Kinship groups in Maori culture trace themselves back to various prophets; Rastafarianism in Aotearoa functions in much the same way.  Proponents of claim movements in Ruatoria rally around the Ngati Dread movement, which advertises Rastafarian colors and advocates the growth and use of marijuana, all while grounding its genealogical ties to Te Kooti. In a self-defining moment, the Ngati Dread articulates its varied roots in the words of its creed, “The Rathaman was here right from the beginning, but for me the beginning was the word and the word was God. God is not blond-haired, blue-eyed, God is brown. We're Rasta - everything we do is for Rastafarai.” Such scripturalized claims continue to resonate in mainstream politics and governance. Nandor Tanczos and the Green Party promote indigenous issues alongside Rastafarian ideals. The fusion of prophetic protest movements with a reggae worldview has been immensely popular; inhabitants today regard Aotearoa as a Rastafarian country. Nevertheless, Aotearoan Rastafarianism consists of a particular Maori interpretation with its own historical and cultural nuances.

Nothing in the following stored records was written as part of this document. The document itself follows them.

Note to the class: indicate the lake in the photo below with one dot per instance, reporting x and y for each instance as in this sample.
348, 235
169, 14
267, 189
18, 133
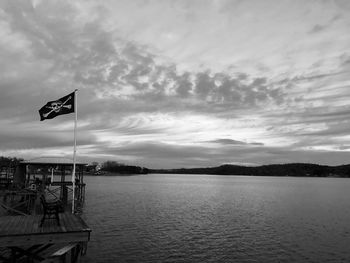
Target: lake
209, 218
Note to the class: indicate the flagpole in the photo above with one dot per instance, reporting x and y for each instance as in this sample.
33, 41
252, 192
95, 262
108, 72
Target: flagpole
75, 146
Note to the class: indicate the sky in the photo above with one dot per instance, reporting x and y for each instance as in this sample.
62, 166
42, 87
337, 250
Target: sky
178, 83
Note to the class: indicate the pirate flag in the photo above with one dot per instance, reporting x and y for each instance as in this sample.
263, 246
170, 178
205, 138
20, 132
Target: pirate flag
54, 108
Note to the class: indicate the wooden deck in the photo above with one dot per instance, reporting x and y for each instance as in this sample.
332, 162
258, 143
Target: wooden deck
25, 230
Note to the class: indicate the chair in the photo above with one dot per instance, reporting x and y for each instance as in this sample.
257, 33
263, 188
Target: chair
51, 210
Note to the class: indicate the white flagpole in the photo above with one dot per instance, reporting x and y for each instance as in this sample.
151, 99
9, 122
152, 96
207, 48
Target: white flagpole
75, 146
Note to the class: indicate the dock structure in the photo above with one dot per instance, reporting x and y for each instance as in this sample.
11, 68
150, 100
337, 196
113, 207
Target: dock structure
26, 235
50, 176
22, 238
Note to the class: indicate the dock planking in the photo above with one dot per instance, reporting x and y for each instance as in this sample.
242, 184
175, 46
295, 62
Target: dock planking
26, 230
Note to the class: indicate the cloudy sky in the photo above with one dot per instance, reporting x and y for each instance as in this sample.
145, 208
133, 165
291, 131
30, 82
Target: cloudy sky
169, 84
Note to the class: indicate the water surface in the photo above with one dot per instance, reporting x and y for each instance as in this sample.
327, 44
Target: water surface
208, 218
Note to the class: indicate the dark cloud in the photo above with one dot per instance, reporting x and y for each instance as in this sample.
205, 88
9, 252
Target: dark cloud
234, 142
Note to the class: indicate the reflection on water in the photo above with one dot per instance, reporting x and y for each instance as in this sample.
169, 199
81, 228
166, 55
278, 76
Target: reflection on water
206, 218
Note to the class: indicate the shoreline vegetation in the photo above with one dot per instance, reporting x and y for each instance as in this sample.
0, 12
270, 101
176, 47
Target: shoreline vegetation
113, 168
291, 169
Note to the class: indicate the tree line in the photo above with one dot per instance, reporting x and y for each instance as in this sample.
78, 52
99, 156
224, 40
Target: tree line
292, 169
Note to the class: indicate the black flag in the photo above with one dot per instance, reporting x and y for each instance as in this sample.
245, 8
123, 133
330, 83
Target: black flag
64, 105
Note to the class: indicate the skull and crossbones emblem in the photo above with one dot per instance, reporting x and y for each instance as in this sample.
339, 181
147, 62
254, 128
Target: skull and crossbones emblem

Rastafarianism remains palpable in modern day Aotearoa New Zealand. Dreadlocks serve as conspicuous popular expressivity in popular media and culture. Aotearoans celebrate Waitangi Day, a New Zealand national holiday that commemorates a treaty with Britain, on February 6, also Bob Marley’s birthday. Accordingly, today’s Waitangi celebrations signify the Rastafarian color on Maori expressions of the past and hope for the future. The prominence of Aotearoan Rastafarianism has incited scholarly appreciation of Rastafarianism as a fundamental reference point for academic discourse and research in and on New Zealand. In making lateral inferences across other areas of research, Rastafarian ideas resonate in contexts of marginalization, where weaving as a culturally devalued expression articulates its universally applicable philosophy. Thus, in Diamond’s eyes, weaving and the Maori appropriation of Rastafarianism serve as metaphors for the promise of respect between cultures and of mutual cooperation that reinforces and strengthens the colorful tapestry of society at large.

In sum, Diamond forces us to consider the dynamic and often surprising processes of cultural contact, resistance, and assimilation. Questioning how a society’s beliefs, ideas, values and systems transform yet remain inextricably linked to earlier expressions of the same, Diamond forces us to think through issues of hybridity and essentialism. The Aotearoan experience of cultural imperialism prompted the subversive fusion of Maori culture with scripturalizing counterculture of Rastafarianism. Not strictly limited to its expression in New Zealand, this kind of hybridity often goes hand in hand as hallmarks of one cultural phenomenon are blended and redefined by their incorporation into another cultural context. The result of such hybridizing practices is often a kind of scripturalizing whereby appropriated and newly created signs acquire meta-meanings that have the effect of fashioning community.         

Questions for further discussion:
Diamond’s work suggests that the embracing of one colonized culture’s scriptures by another marginalized community, even at great distance, articulates shared resistance to colonialism writ large. If the borrowing is one-directional, what sort of relationship between colonized communities should we say this scripturalizing creates?

Waitangi Day celebrates a foundational treaty with Britain that accords special rights to the Maori as well as establishing the nationhood of New Zealand. Might we see this kind of holiday as itself a kind of scripturalizing—the commemoration of a document upon which a people stakes its identity? (We might also think of July 4 as U.S.A.’s Independence Day as one of many correlates.).

By pointing out the layering of Waitangi Day as well as the broader melding of an already scripturalized Rastafarianism with Maori traditions, does Diamond’s work propose that what is already scripture-d tends to lend itself to further significations and scripturalization?